Céline Novel à propos de Oh la la !
Cinergie : Quel est le film déclic que tu as vu enfant ou adolescente et qui t'as donné envie de réaliser?
Céline Novel : Plus que des films, ce sont des réalisateurs, dont j'ai vu les oeuvres pour la première fois AU CINEMA, qui m'ont donné le goût de la mise en scène. Et plus qu'un déclic, je dirais que c'est une flamme que j'entretiens constamment en re-visionnant leurs films. Woody Allen et Manhattan. L'humour de ce type totalement névrosé, la poésie magique du noir et blanc, Diane Keaton et Woody Allen qui se chuchotent des choses au planétarium. Cassavetes et Love Streams. Ces personnages sont bouleversants et ce réalisateur est totalement sincère en tournant. Leur amour débordant a traversé l'écran et m'a touchée droit au coeur. Barbara Loden et son sublime Wanda. Une vision de la femme très originale, personnelle, audacieuse, radicale. Mais au-dessus de tous, il y a Maurice Pialat et TOUS SES FILMS. Quand j'ai le moindre doute sur la voie que j'ai choisie (la réalisation), j'en regarde un, de préférence L'Enfance nue. Illico presto, l'énergie revient et ma foi dans le cinéma est comme au premier jour.

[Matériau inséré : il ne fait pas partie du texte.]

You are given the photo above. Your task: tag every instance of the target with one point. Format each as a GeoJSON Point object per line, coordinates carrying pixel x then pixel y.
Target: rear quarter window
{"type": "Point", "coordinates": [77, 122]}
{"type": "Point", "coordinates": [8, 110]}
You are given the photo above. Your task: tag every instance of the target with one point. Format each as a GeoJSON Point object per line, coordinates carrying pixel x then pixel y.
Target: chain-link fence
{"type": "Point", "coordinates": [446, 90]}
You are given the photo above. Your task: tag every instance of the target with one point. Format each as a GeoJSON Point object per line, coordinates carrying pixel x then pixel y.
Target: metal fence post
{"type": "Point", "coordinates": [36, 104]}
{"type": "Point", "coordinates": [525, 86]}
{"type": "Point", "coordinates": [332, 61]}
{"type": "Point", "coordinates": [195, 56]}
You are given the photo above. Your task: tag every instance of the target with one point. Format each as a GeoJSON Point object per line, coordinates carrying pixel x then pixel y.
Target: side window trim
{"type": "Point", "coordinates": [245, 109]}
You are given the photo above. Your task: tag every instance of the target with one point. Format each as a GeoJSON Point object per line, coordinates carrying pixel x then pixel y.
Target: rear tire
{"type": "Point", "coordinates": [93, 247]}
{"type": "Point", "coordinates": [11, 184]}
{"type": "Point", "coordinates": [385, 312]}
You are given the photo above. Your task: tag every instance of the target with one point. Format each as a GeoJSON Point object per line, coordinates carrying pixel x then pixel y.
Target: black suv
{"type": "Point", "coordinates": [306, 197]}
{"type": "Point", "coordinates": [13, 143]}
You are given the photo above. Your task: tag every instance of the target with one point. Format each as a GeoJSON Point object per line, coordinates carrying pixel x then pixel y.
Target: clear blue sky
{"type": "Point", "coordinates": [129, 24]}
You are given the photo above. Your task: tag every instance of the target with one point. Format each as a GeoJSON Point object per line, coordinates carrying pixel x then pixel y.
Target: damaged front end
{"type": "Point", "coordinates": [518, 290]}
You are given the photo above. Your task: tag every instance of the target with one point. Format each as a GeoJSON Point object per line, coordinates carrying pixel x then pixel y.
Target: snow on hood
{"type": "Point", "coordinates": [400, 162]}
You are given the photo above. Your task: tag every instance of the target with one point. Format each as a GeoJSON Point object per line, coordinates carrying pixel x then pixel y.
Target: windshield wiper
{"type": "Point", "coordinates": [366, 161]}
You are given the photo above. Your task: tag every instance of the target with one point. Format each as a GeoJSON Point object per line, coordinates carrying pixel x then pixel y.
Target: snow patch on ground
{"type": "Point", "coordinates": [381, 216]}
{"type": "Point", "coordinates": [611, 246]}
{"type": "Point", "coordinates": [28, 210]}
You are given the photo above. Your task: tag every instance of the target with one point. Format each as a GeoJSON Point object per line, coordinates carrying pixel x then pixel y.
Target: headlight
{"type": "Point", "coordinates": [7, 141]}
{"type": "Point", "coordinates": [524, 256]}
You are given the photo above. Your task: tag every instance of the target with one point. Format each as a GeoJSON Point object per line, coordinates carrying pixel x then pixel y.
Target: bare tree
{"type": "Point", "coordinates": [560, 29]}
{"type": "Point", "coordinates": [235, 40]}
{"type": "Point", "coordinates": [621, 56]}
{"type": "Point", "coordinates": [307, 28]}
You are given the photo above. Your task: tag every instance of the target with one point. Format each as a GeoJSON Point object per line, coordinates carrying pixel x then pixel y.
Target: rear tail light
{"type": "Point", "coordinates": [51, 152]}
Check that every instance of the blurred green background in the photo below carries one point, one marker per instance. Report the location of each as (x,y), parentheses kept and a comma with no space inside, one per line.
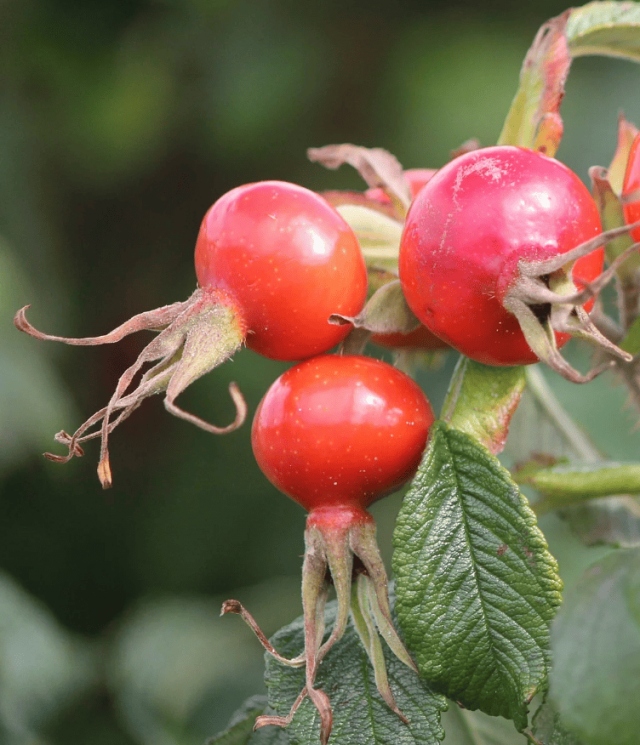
(121,121)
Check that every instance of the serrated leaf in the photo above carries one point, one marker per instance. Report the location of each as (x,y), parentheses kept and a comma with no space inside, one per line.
(464,727)
(595,682)
(482,400)
(240,728)
(606,28)
(360,716)
(542,426)
(476,585)
(548,728)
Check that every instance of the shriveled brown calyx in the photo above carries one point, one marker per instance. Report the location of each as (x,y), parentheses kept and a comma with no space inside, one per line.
(340,549)
(548,285)
(194,337)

C. : Le noir et blanc est un choix plus esthétique qu'économique de nos jours. Pour quelles raisons l'avoir choisi?
C. N. : Je voulais qu'à travers la photographie du film transparaisse un sentiment de profonde mélancolie que les personnages n'expriment pas ouvertement. Pour traduire cette tristesse latente, le noir et blanc peu contrasté me semblait approprié. D'une manière générale, le noir et blanc m'attire beaucoup. J'y suis plus sensible qu'à la couleur.
C. : Le film a un petit côté burlesque mais aussi un côté "contes moraux" à la Rohmer, est-ce un choix?

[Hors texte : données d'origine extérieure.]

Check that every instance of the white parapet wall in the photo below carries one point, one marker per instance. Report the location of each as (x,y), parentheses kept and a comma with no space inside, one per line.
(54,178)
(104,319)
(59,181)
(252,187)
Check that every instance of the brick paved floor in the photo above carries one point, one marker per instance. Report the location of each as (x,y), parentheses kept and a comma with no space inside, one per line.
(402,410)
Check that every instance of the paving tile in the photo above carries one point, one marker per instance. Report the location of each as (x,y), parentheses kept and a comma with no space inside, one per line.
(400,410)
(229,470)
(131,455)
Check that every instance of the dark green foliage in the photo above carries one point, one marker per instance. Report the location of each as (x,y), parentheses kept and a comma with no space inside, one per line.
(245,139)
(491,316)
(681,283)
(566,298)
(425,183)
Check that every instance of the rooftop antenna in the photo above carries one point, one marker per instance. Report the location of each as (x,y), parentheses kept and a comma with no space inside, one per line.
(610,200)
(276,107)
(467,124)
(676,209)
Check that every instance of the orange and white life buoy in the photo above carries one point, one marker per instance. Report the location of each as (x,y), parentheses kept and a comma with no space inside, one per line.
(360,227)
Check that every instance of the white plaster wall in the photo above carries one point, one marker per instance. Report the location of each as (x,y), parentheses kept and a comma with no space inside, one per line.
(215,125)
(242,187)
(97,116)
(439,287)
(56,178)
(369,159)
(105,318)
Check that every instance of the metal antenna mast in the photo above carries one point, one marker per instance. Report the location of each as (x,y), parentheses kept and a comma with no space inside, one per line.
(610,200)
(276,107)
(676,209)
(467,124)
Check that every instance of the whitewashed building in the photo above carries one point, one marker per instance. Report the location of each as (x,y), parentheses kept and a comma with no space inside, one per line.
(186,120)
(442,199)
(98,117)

C.N : Effectivement, le burlesque est un choix. J'aime créer un humour distancié où l'individu ne maîtrise pas totalement ce qu'il met en place, où les objets prennent un malin plaisir à vous taquiner. Je compte d'ailleurs poursuivre dans cette veine-là. Je n'ai jamais pensé aux « contes moraux » et je ne connais pas bien le cinéma de Rohmer aussi suis-je mal placée pour en parler.
C. : Les plans fixes avec raccord dans l'axe plutôt que l'utilisation du zoom renvoient au cinéma de la Nouvelle Vague?
C. N. : La Nouvelle Vague française, je l'avais en tête pour la lumière du film. Ma référence était « Adieu Philippine de Jacques Rozier. Il y avait aussi Les Fiancés de l'italien Ermanno Olmi pour le cadre. J'aime les cadres à distance des personnages, d'apparence simples, fixes et frontaux. Je ne me rapproche que si c'est vraiment nécessaire, pour faciliter la transmission d'une émotion bien précise. Pour ce film, le zoom me paraissait impudique, agressif et il ne correspondait pas à la temporalité du film. En tant que spectatrice, je n'aime pas qu'on m'impose quelque chose à regarder. Je préfère déplacer mon regard à l'intérieur d'une image et avoir le temps de le faire. Alors j'ai fait pareil pour mon film.
C. : Le contexte autour de Marguerite sont très présents dans le cadre. Son lien avec la nature de Belle-île (j'imagine que c'est Belle-île ) est une des choses que tu jugeais important de donner à voir?C. N. : Oui. Cela servait le propos du film mais donnait aussi une tonalité bien particulière au tournage. La maison était réellement isolée, à l'écart d'un hameau, au bout d'un chemin en terre et face à l'océan. Je n'aurais pas pu tourner dans un lotissement et tricher les axes de prises de vue pour faire croire qu'il n'y a personne autour ! Il n'y avait vraiment personne d'autre qu'une équipe de cinéma, une maison et un chien galeux qui a réussi à s'immiscer dans une prise. C'est à nouveau affaire de sensibilité : je me sens bien dans les décors naturels, les lieux déserts, dépouillés avec une nature de préférence rustique ! J'ai filmé des espaces dans lesquels je me sentais bien et qui visuellement m'inspiraient tout de suite des cadres.